# How to raise lighting on rimless tank without hanging



## battmanh

Hi there,

I have an Ecoxotic E-series sitting directly on the rim of my tank but I would like to raise it 2-3 inches for better spread. Does anybody have advice on raising the light without hanging from the ceiling? I have read about bending conduit but I would like to look in to a simpler method before considering that. I have attached a picture below of the light sitting on the tank.

Thanks!

Matt


----------



## mikebike

It looks like the wire end supports me be able to extend out more.
you could silycone a strip of glass to the top edge of the glass to lift the light.


----------



## battmanh

mikebike said:


> It looks like the wire end supports me be able to extend out more.
> you could silycone a strip of glass to the top edge of the glass to lift the light.


Thanks for the suggestion! I may have to look in to making acrylic risers to sit on top of the glass. I would prefer not to silicone my tank.


----------



## Dietmar

Silicone can easily be taken off of a glass pane. Razor blade/olfa knife


----------



## tony1928

Yup. I have the same light and yeah a piece of glass or acrylic siliconed on would work nicely and still look decent too.


----------



## Dietmar

If you decide to use a riser, make it out of glass. Glass to glass silicones well and sticks. Glass to acrylic does not stick very well.


----------



## Daryl

You could still use glass & silicone, without permanently affixing the glass to your tank (although, as mention; it's not hard to remove silicone later).

Get some pieces of glass that are the same thickness as your tank. Cut it into 3 lengths (per side). 1 length will be the desired height of your light, this will be the "riser". The other 2 will be of approximately the same size, the will form the "saddle". Glue up (w/silicone) these 3 pieces so that the riser is sandwiched between the two saddle pieces, with the saddle pieces extending about half an inch below the riser. Held upside down the 3 pieces would resemble a "Y". 

Now you can simply slip these pieces on either side of your tank and then rest the light across them. 

Moveable, removable, and cheap to make. 

You could mock it up out of scrap wood first to make sure you're happy with the height.


----------



## Plumberboy

Brilliant man! Seems like a no brainer....


----------



## battmanh

Thank you everyone for the great advice! Daryl's method seems the most ideal for myself. Looks like I'll have something to do tomorrow! I'll update here with the finished product.


----------



## Daryl

Don't forget: sand those edges!


----------



## battmanh

I would just like to thank everyone again for their suggestions. I did use Daryl's suggestion although I did not use acrylic that was the same thickness as my tank. My tank is 6mm thick and I found acrylic sheet that was slightly thicker than 2mm so I cut 5 pieces for each side (2 pieces slightly longer) by scoring the plastic and snapping it. Then I glued them together with Krazy glue. Here are the results:



























Not the prettiest at the moment with the glue visible. I was thinking of adding some semi transparent self-adhesive foil to cover it up.

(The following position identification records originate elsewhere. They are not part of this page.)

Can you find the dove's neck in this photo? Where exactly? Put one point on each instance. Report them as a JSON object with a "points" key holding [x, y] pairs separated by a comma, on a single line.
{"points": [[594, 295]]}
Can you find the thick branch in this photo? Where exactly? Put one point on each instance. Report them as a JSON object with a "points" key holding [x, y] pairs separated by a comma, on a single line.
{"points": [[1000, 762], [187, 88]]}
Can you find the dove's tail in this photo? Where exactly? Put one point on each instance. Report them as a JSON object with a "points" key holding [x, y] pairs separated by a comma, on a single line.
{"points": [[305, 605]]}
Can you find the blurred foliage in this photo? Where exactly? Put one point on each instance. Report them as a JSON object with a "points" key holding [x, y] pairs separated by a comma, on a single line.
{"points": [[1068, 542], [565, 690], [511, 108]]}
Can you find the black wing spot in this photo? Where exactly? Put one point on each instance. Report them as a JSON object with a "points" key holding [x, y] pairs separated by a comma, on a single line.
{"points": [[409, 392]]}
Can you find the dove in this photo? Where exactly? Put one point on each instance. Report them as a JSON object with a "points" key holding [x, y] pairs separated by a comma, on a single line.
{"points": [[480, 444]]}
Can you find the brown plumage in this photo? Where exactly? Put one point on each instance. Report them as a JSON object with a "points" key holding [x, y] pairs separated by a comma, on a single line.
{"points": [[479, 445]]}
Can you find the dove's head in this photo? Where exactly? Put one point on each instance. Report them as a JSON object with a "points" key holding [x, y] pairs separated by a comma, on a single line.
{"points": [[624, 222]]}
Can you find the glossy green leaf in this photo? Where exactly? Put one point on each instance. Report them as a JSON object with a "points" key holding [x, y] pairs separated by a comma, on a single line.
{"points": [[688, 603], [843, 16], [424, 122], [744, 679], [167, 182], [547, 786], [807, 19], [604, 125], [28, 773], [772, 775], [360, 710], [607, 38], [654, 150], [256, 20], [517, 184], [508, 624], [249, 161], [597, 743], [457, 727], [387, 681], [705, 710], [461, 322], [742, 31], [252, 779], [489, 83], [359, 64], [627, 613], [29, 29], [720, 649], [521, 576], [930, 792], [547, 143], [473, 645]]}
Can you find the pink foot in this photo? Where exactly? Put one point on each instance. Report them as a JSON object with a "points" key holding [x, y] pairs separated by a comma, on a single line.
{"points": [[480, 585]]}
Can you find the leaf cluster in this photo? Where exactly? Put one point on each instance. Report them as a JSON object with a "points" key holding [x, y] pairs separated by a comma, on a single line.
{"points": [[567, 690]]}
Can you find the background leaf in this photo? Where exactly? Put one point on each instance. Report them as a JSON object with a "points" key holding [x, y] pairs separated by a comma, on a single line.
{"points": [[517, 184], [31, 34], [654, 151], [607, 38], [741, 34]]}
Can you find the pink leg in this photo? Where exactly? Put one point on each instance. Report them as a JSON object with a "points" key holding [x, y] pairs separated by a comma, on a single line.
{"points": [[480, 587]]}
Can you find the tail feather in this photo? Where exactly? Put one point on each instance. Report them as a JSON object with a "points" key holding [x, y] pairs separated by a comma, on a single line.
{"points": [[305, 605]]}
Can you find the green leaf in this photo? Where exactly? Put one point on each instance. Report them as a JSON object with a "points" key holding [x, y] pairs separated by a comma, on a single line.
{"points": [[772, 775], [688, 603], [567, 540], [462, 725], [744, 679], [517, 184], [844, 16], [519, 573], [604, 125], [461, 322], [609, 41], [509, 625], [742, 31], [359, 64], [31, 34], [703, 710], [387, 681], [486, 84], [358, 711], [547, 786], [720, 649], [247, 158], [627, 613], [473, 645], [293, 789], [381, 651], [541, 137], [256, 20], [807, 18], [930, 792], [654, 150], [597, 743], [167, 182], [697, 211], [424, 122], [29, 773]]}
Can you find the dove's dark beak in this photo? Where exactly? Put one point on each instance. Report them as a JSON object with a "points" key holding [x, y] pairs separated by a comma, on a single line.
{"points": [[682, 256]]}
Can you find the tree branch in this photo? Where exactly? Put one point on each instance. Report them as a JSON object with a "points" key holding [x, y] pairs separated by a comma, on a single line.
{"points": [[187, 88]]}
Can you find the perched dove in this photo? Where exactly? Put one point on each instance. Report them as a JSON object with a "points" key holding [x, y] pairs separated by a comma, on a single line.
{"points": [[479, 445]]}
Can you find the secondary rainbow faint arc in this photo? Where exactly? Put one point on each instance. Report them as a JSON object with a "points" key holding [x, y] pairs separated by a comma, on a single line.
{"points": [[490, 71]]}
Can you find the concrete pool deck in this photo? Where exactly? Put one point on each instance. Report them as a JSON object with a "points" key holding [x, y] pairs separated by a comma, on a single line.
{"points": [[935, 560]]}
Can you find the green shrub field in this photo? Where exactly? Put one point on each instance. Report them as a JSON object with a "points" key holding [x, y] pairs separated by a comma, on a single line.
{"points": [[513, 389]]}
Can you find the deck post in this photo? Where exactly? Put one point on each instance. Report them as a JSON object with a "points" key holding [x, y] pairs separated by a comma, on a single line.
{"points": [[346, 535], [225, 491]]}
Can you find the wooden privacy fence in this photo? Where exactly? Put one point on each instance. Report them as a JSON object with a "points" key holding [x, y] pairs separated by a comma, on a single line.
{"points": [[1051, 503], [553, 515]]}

Here is the acrylic sheet I bought by the way: https://www.homedepot.ca/en/home/p....--093-inch-x-8-inch-x-10-inch.1000126492.html


----------



## rwong2k10

let's see some full tank shots, looks like a pretty nice tank


----------



## battmanh

rwong2k10 said:


> let's see some full tank shots, looks like a pretty nice tank


Hehe I will start a journal for it soon  I've got a big tank project coming as well!


----------